The commission fears the removal will result in some school providing "virtually no ICT education at all" for the next two years until a new computer-science based curriculum, which has been backed by video games tycoon Ian Livingstone, is installed in 2014.

The group's response to the close of the DfE's public consultation on the subject was published on Wednesday and voices its members' concerns.

Chairman of the commission John Harris, who is head of IT strategy at GSK, warned the current ICT curriculum was failing to meet the needs of employers and should be improved as a "matter of urgency".

Despite agreeing with the government's plans to overhaul the existing teaching programme, Harris says he is "very concerned" about the two-year gap which will ensue after the curriculum is scrapped.

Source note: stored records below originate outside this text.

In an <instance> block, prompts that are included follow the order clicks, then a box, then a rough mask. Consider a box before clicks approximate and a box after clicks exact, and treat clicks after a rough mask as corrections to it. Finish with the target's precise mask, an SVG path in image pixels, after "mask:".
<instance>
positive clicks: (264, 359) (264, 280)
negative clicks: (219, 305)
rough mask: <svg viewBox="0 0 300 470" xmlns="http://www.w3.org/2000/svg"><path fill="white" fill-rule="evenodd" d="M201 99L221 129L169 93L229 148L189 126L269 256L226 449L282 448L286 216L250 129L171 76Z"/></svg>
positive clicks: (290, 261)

"The absence of a programme of study or attainment targets for any period of time will severely disadvantage large groups of children. This will be a result of significant differences in standards between the schools that put in place good quality replacements and those that do the bare minimum or, in the absence of guidance, nothing at all.

"In other words we strongly believe that something is better than nothing."

Harris added the UK "already has a major ICT skills crisis" - one which he claims could worsen if the commission's warnings go unheeded.

"These proposals, if they go ahead, could widen the gap between the best and the worst ICT teaching in schools to an unacceptable level and lead to even greater problems by 2020.

Joanna Poplawska, performance director at the IT Forum, told The Huffington Post UK the commission also recommended "practical" improvements.

"Students should have contact with the IT profession in the work environment. Organisations in the forum are willing to offer placements and coaching to young people to improve their skills.

"We are concerned there will be too much leeway in some schools who may not teach any ICT at all, leaving potential employees severely lacking with the necessary talents. These issues are not adequately being addressed by the education and skills sector."